Algodão, cacau, café, peles e sobretudo látex foram os produtos que deram origem às grandes fortunas nas regiões Norte e Nordeste brasileiras em diferentes ciclos, mas de todos beneficiou-se a Booth Line, cujo crescimento, a partir das viagens pioneiras do Augustine e Jerome, foi significativo.

No período de 50 anos, entre 1864 e 1914, a armadora tornou-se proprietária de 58 vapores, chegando a ter, no início deste século (N.E.: século XX), uma frota de 15 embarcações de grande porte.

Só no período 1881-1914, a Booth obteve um lucro líquido de 2,5 milhões de libras esterlinas.

Sem tranqüilidade - As carreiras do par Augustine e Jerome não foram, porém, um exercício de toda tranqüilidade. Decorridos apenas nove meses de suas entradas em serviço tiveram de ser recolhidos ao estaleiro construtor para substituição completa das caldeiras.

Estas apresentavam problemas técnicos que afetavam o sistema de alta pressão do maquinário de propulsão e resultavam em altos consumos de carvão que também provocavam preocupações.

Com a construção de novos vapores e suas entradas em serviço a partir do início da oitava década do século passado (N.E.: século XIX), a Booth decidiu colocar o par pioneiro na nova linha exclusiva entre Pará e Lisboa.

Expansão - Foi nessa época que os irmãos Alfred e Charles Booth decidiram constituir uma nova empresa, que seria a proprietária da frota em expansão.

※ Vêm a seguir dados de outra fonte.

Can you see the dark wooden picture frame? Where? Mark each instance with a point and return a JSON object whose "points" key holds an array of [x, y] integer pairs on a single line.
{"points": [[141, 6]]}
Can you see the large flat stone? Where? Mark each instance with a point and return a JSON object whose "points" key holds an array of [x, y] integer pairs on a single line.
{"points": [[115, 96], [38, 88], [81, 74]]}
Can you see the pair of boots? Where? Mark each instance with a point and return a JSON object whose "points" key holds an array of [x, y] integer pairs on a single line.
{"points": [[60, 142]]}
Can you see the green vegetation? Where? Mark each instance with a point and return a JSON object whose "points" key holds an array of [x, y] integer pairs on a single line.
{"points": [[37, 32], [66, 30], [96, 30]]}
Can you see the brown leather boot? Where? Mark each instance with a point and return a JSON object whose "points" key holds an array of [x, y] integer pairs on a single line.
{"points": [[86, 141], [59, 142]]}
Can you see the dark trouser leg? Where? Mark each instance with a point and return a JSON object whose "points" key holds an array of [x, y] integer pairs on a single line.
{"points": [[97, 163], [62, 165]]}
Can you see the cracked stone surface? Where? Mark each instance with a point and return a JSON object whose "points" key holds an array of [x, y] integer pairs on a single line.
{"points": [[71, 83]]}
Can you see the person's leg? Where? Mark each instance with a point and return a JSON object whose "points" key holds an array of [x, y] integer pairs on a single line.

Surgiu assim a Booth Steamship Company, criada em junho de 1881 e que englobava os ativos marítimos do conglomerado, cuja sede era em Liverpool, na Rua Castle, nº 14.

Durante a década de 80, a Booth continuou a expandir-se: em 1885 era proprietária de nove navios, totalizando 1 mil tab.; dez anos mais tarde, de 11 vapores com tonelagem total de 17 mil tab.

No período dessa década, entraram em serviço oito vapores para a Booth, quatro dos quais haviam sido construídos especialmente sob suas ordens (o Hildebrand, o Hubert, o Dominic e o Horatio).

No entretempo, o par de vapores pioneiros, envelhecido pelo tempo e ultrapassado tecnicamente, foi colocado à venda. O primeiro a ser vendido foi o Jerome, que em 1890 foi adquirido pela Goodyear & Co., de Liverpool, sendo rebatizado Murcia.

Dois anos mais tarde, foi o Augustine a trocar de proprietário. Foi adquirido pelo armador Francesco Pace, baseado em La Valleta, Ilha de Malta, que decidiu conservar-lhe o nome e que o empregou no tráfego marítimo mediterrâneo.

Foi numa dessas tantas viagens no Mediterrâneo que o Augustine chegou ao seu fim.

O pequeno, valente vapor, pioneiro nas águas do Rio Amazonas, foi encalhar, na tarde ensolarada de 2 de março de 1906, na costa do Golfo de Sidra, próximo ao porto de Sidra, próximo ao porto de Bengazi, poucas horas após ter deixado esta localidade com destino a Trípoli.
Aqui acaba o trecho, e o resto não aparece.